もし自分の子どもが犠牲になったら、人を殺めてしまったらどうするか
これは、伊藤実による、全二巻の作品です。
ある日、もう帰ってきているはずの時間帯に、愛する息子キヨタンがいない。キヨタンは、中学生の姉美帆子と、お父さんとお母さんと暮らしていた、小学1年生の男の子。姉には時々強く当たられることもあるけれど、愛に溢れた生活を送っていた。しかし、必死の捜索の末に発見されたキヨタンは見るも無残な姿であり、加害者はなんと、小学6年生の男の子だった...。キヨタンを失った父と母は悲しみにくれ、美帆子は最後にキヨタンにかけた言葉を悔やみ、報道メディアや学校・職場での視線にもまれる日々を送る。そんな中で生まれたのは、なぜキヨタンが殺されなければならなかったのか、加害者の親はいったいどういう人なのか、世間でいう「良い母親」とはいったいどのような母親なのか、といった疑問であった。親と子との複雑な関係、子どもの心の純粋さ、「愛する」ということはどういうことなのか、読み進めていくにつれて、大切なことについて考えさせられる漫画。

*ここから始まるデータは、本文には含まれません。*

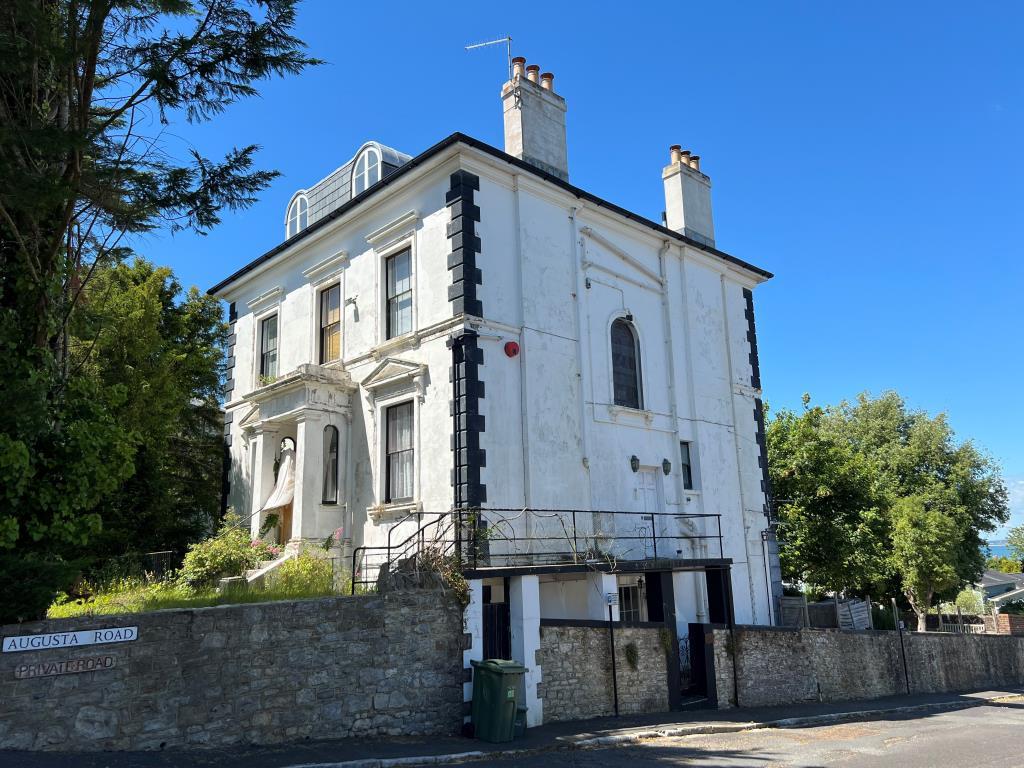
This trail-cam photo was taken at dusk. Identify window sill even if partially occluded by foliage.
[608,406,654,424]
[367,501,423,524]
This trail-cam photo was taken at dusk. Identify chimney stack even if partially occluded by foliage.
[662,144,715,247]
[502,56,569,181]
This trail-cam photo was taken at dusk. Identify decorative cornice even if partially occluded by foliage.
[367,211,420,249]
[302,251,348,283]
[360,357,427,402]
[246,286,285,312]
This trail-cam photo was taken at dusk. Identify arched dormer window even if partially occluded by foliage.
[611,317,643,410]
[352,146,381,198]
[321,424,338,504]
[285,195,309,240]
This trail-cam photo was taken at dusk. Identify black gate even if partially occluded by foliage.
[483,603,512,658]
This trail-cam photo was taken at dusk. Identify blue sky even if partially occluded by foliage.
[140,0,1024,536]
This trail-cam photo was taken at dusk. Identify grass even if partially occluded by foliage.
[46,555,350,618]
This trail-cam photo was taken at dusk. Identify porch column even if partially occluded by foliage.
[507,575,544,728]
[247,424,281,539]
[587,571,618,622]
[291,411,325,542]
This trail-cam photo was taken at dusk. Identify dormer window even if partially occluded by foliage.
[352,146,381,198]
[285,194,309,240]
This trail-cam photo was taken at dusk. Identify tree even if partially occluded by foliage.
[768,399,889,592]
[69,259,226,558]
[0,0,316,622]
[767,392,1009,598]
[985,555,1022,573]
[1007,525,1024,562]
[893,496,963,632]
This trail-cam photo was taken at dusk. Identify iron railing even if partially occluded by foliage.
[351,507,725,594]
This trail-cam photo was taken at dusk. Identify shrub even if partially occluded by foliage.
[267,550,334,597]
[178,512,281,589]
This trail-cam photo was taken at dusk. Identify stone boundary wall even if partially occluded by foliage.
[537,624,669,723]
[0,590,464,751]
[714,627,1024,709]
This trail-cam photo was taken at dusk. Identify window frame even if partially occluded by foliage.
[316,281,344,366]
[256,311,281,383]
[607,314,645,411]
[383,249,416,341]
[285,189,309,240]
[321,424,341,505]
[352,146,384,198]
[382,399,417,504]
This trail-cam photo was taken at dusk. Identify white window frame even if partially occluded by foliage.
[311,275,345,366]
[352,146,384,198]
[371,391,423,522]
[285,189,309,240]
[253,304,283,388]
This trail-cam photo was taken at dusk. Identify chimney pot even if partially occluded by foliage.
[662,144,715,246]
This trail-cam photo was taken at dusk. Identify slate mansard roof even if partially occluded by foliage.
[286,141,413,230]
[207,133,774,295]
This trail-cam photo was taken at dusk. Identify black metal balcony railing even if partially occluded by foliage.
[352,507,724,594]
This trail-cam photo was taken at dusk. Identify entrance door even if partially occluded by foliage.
[630,467,669,560]
[482,579,512,658]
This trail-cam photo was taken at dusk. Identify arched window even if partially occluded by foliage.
[611,317,643,410]
[321,424,338,504]
[352,146,381,198]
[285,195,309,240]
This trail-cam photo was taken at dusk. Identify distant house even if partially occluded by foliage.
[974,570,1024,607]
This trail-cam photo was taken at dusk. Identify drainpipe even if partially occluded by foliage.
[720,274,757,623]
[655,240,685,548]
[569,206,594,518]
[679,249,708,624]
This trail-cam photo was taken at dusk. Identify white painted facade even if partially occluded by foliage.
[213,66,771,634]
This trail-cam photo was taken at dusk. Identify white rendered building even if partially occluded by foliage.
[211,59,780,719]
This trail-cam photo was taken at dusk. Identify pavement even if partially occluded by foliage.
[8,688,1024,768]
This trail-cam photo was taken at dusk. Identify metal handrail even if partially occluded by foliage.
[352,507,725,594]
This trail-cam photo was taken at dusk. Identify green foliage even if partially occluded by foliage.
[893,496,964,632]
[46,551,351,618]
[0,0,316,623]
[178,512,280,590]
[767,392,1009,597]
[985,555,1024,573]
[269,550,335,597]
[70,259,227,560]
[939,587,986,615]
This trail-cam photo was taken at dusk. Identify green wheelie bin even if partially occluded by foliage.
[472,658,526,743]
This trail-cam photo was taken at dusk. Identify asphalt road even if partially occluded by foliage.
[468,703,1024,768]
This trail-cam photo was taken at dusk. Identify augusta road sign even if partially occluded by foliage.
[3,627,138,653]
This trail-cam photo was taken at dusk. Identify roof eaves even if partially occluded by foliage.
[207,133,774,295]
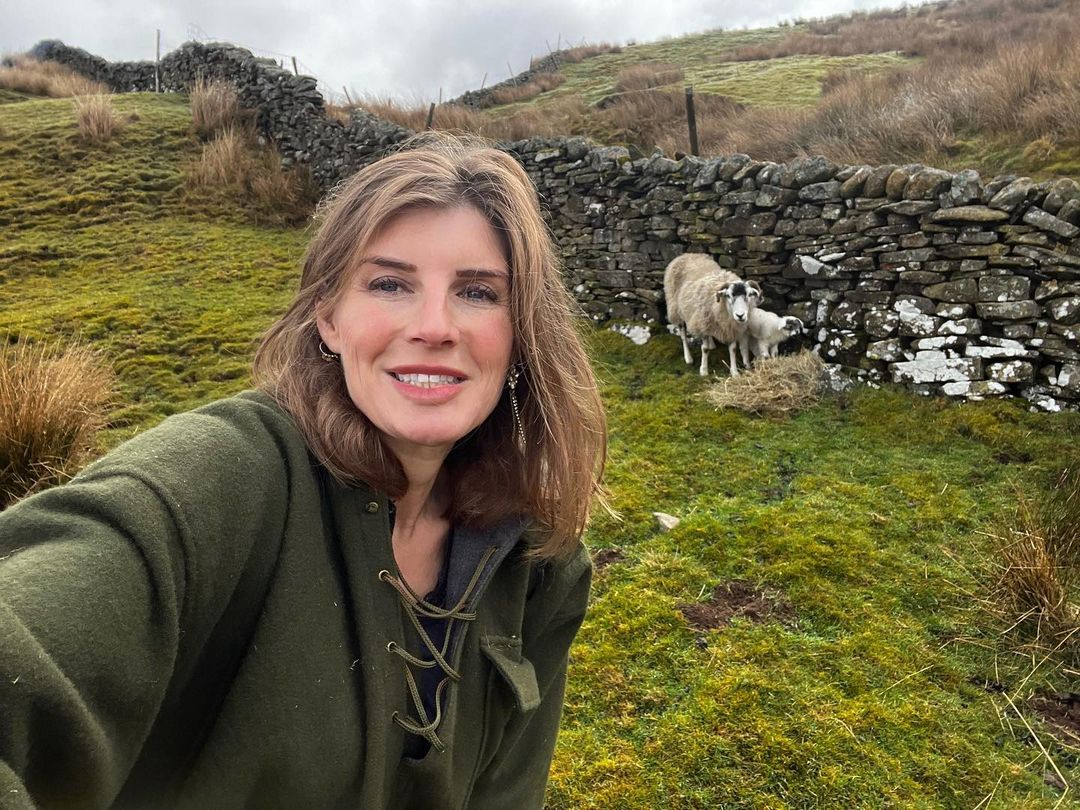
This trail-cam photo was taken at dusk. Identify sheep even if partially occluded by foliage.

この作品は前編と後編に分かれており、前半は主に被害者側の家族、後編は加害者側の家族に焦点が当てられています。とてもリアルな描写で、胸が苦しくなるようなやるせなさを感じることもありますが、事件を乗り越えて前に進む家族たちを見て、人間の強さに感動させられる内容です。読み終えたあとは、必ず一つは胸に刻みたい言葉が見つかるはずです。子どもとの関係に悩んでいる親御さん、教師など子どもに携わる職業を目指す人に特にオススメです。